83. Overall, these financial disclosure proposals are intended to focus scrutiny of Telecom's natural monopoly activities and make it more difficult for Telecom to hide any excessive profits or cross-subsidies to contestable activities by allocating items inappropriately amongst its business activities. The requirements are broadly similar to the Electricity (Information Disclosure) Regulations, and the amendments announced in 7 April 199810.
5.5 Valuation Methodology
84. The method used in valuing assets has substantial implications for Telecom's disclosed financial performance measures. At present there is no mandatory basis on which Telecom is required to value its assets. Telecom currently uses an historic cost approach. Such an approach means that the task of reasonably assessing profitability is not straightforward and requires more information and analysis to be brought to bear.

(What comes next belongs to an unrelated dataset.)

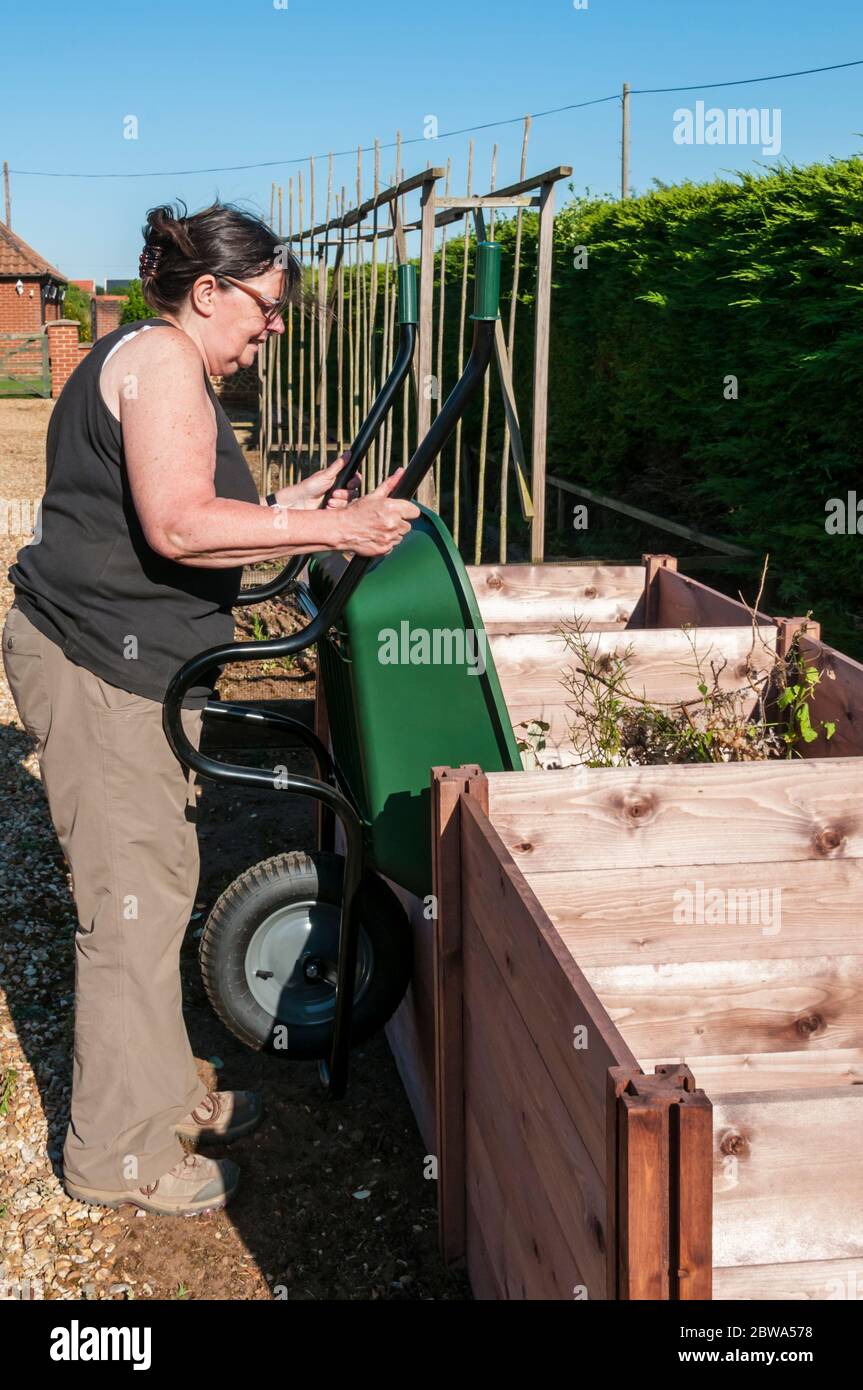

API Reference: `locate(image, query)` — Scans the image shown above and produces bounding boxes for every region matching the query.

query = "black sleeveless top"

85. Use of the Optimised Deprival Valuation (ODV) methodology11has the potential to overcome this sort of problem. Under the Electricity (Information Disclosure) Regulations, electricity companies are required to use a mandatory ODV methodology (which is similar to forward-looking cost valuation methodologies). The Gas (Information Disclosure) Regulations - consistent with the Telecommunications (Disclosure) Regulations - do not include a mandatory valuation methodology, although in practice gas companies use some form of ODV methodology.

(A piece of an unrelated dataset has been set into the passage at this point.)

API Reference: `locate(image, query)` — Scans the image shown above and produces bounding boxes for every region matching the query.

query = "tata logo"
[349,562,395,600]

86. However, there are potential problems in introducing a mandatory ODV methodology for Telecom. In particular, rapid technological development means that assets, asset lives and replacement costs in a mandatory ODV methodology could quickly become out-of-date.
87. Telecom's ability to ramp up its valuation in order to hide monopoly charges is constrained by the inclusion of revaluations in its financial performance measures (accounting rate of profit). These revaluations will be transparent as they result in one-off jumps in rates of return. Under financial reporting standards fixed assets must be revalued at least every three years and Telecom is required to disclose the valuation methodology used. In addition, the Commerce Commission has the power to request more detailed information on asset valuation.
88. On balance, the Ministry does not consider the introduction of a mandatory ODV methodology for Telecom would be cost-effective.
5.6 Compliance Costs
89. The Ministry recognises that the proposed financial disclosure requirements are likely to involve additional costs for Telecom. While Telecom already does considerable work in identifying the costs of the KSO, the financial separation proposal will involve significant new work and start-up costs. The proposals outlined in the document are designed to achieve robust and meaningful disclosure and not to be any more onerous than absolutely necessary. The Ministry's preliminary view is that the additional costs for Telecom are likely to be justified given the economic benefits likely to arise from increased disclosure. In particular, it will facilitate competition including by bringing more pressure to bear on Telecom's prices and profits.